Commander Curt Brown, Pilot Steve Lindsey and Payload Specialist John Glenn took a few minutes break from the research work to provide a status on the mission thus far, with Glenn describing his adaptation to weightlessness and the views of Earth from Discovery. Early this afternoon, the crew released the Petite Amateur Naval Satellite, or PANSAT, which is now trailing Discovery by about 27 miles, increasing that distance by about 9 miles with each orbit. PANSAT, developed by the Naval Postgraduate School in Monterey, California, will remain in orbit and test innovative technologies to capture and transmit radio signals that normally would be lost because the original signals were too weak or contained too much interference.

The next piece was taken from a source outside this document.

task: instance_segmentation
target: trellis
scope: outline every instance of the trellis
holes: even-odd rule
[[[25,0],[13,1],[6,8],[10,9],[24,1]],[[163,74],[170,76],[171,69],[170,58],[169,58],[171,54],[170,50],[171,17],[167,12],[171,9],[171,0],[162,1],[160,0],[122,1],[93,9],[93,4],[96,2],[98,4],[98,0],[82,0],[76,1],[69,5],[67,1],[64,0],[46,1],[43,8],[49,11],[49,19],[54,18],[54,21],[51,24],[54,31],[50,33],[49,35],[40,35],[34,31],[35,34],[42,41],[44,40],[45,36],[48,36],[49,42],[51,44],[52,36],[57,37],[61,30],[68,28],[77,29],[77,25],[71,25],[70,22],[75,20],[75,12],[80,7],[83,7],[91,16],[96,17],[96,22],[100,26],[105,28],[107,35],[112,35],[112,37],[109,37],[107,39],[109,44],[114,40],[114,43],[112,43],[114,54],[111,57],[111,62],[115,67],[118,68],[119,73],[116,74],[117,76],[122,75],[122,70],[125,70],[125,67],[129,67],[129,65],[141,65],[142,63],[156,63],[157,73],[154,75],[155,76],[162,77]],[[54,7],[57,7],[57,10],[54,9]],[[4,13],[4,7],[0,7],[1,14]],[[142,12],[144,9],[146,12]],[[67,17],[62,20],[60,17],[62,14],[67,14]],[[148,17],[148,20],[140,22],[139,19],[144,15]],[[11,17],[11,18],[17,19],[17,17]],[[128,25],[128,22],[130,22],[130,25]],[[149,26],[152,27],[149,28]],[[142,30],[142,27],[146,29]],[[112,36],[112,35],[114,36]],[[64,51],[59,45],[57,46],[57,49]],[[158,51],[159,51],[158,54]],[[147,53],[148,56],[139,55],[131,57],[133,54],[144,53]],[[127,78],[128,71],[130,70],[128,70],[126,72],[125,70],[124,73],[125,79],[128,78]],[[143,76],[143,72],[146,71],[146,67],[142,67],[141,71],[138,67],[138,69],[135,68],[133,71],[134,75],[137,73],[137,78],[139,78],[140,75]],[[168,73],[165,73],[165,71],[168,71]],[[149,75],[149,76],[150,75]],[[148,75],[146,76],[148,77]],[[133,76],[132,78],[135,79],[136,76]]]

Mission Specialists Steve Robinson and Scott Parazynski unstowed and checked out Discovery's 50-foot long robot arm, finding everything in good condition and ready for Sunday's scheduled deployment of the SPARTAN solar science spacecraft. Robinson and Parazynski also surveyed the exterior of Discovery, observing a small piece of loose insulation on the left rear of the spacecraft. The loose insulation poses no problems for the Shuttle. The crew also used the arm to test a new wireless camera technology that can be used with reflectors in the cargo bay to develop a system that may lead to a new alignment aid for arm operators.
The crew will begin an eight-hour sleep period at about 11:10 p.m. and awaken at 7:10 a.m. Central time on Saturday to begin day three of the mission. Discovery is orbiting at an altitude of 349 statute miles by 340 statute miles, circling the Earth once every one hour, 35 minutes and 54 seconds.